Like common decency and other old-fashioned values such as kindness and generosity, telling the truth, at least the whole truth, just doesn’t seem important in public life any more. So the authorities engage in managing the information we get. Sometimes they don’t outright lie, just tell as much of the truth they get away with, or simply shut down telling us anything at all. Or put a spin on things. Or when challenged by families seeking answers, engage in a policy of deny, delay, death; that is waiting until those seeking the truth either get fed up or die, to put it

bluntly.

Remember how hard it was for the families of children killed in hospitals over the years to find out what happened; and even when a public inquiry found out a serious cover-up, what’s been done about it.
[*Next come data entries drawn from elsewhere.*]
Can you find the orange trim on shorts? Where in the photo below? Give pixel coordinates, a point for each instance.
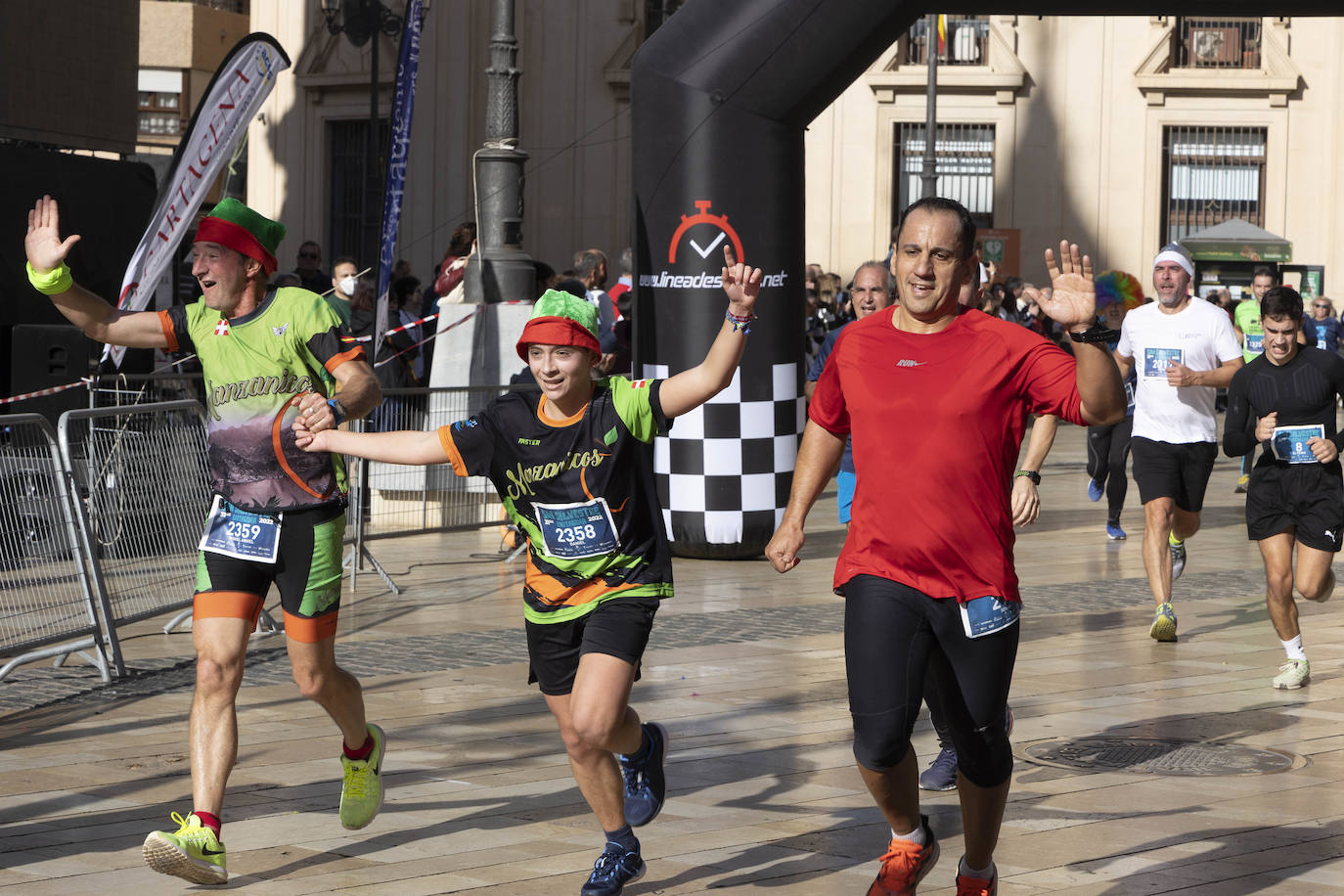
(169, 336)
(311, 630)
(455, 457)
(556, 594)
(226, 605)
(336, 360)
Lessons learned about candour don’t seem to have filtered through to the families of the Muckamore scandal.

If you’ve been watching the television series “Peaky Blinders” you’ll see an era in the early part of the last century when people fought for control in a brutally violent way.

Nowadays, it would seem that words are just as potent, maybe more potent, a weapon.

It’s an era where people use social media to mock and insult without feeling accountable for their actions; a time when radio phone-ins encourage crackpots to sound off and when commentators deliberately bully and insult to demean others of a different viewpoint.

There’s something particularly distasteful about the treatment of climate activist Greta Thunberg, who dramatically warned adult world leaders that if they failed future generations “we will never forgive you.”

People may have different views on climate change and are entitle to challenge Greta, but the nature of attacks on a 16-year-old is personal and disturbing.

Toby Young tweeted calling her a “furrowed-browed little soothsayer” and Piers Morgan, the great attention seeker, called her a little drama queen. The president of the United States, Donald Trump sarcastically mocked her. As only he can. A 16-year-old!

Trump leads the way in the manipulation of the truth. Nowhere more so than his disdainful dismissal of anything in the press that he doesn’t like as “fake news.”

In a world which needs a traditional and responsible press more than ever, people who want to muddy the clear waters of truth will use the tactic of shooting the messenger, smearing their motives and even this week as Trump sat beside Johnson, he accused an American reporter of asking Boris a “very nasty question”.

It was actually a legitimate question about the Supreme Court ruling.

The 11 judges are at the very top of their experience and knowledge and ruled on the law. Even they, though, are being accused of bias by political pygmies and the independent judiciary has previously been branded “enemies of the people.”

As someone tweeted: “If judges won’t make decisions that I agree with, they should be replaced with judges who will.” Watch out for this. It’s rife.

Robust debate, it seems to me, is fine. Differences of opinion and even differences of interpretation have been with us for ever. Deception in politics and in life are hardly new, spin is not a new phenomenon.

But now there seems to be such a sinister and cynical manipulation of the facts that one wonders who or what to believe any more.

Those engaged in working with victims of domestic violence will tell you that a major problem now is “coercive control” and it’s pretty horrible to watch people in public life engaging in it, bullying through words and even using half-truths and even blatant untruths to push their own agenda.

And yet, the scoffing, nasty weaponising use of words seems an acceptable part of life now.